Dieser barbarische und menschenverachtende Anschlag auf einen Weihnachtsmarkt im Herzen Berlins erschüttert uns zutiefst. Er führt uns schmerzhaft vor Augen, wie verwundbar unsere freie Gesellschaft ist.

Wir trauern um die Opfer. Wir bangen um die Verletzten. Wir fühlen mit den Angehörigen. Unser Dank gilt den Ersthelfern und Einsatzkräften vor Ort.

Wir vertrauen bei der Aufklärung und Strafverfolgung dieses Gewaltakts auf die Stärke des demokratischen Rechtsstaats. Wir verteidigen die Werte der offenen Gesellschaft gegen ihre Feinde. Die demokratische Gesellschaft muss und wird sich als handlungsfähig erweisen und eine deutliche Antwort finden.

Gleichzeitig werden wir unsere Freiheit, die Neid und Hass auf sich zieht, nicht aufgeben. Wir bleiben eine selbstbewusste Republik, die sich zu wehren weiß.
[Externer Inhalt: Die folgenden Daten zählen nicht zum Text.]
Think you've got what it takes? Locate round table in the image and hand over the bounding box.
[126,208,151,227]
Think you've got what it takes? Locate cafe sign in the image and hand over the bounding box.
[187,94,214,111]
Wer Weihnachtsmärkte schließen will, weil sie ins Visier von Terroristen geraten könnten, gibt ein Stück unserer Kultur auf. Wir geben unsere Werte nicht auf, wenn sie von fanatisierten Attentätern angegriffen werden. Es hat keinen Sinn, wenn die offene Gesellschaft sich aus Angst vor ihren Feinden das Leben nimmt. Der Hass darf und wird nicht siegen.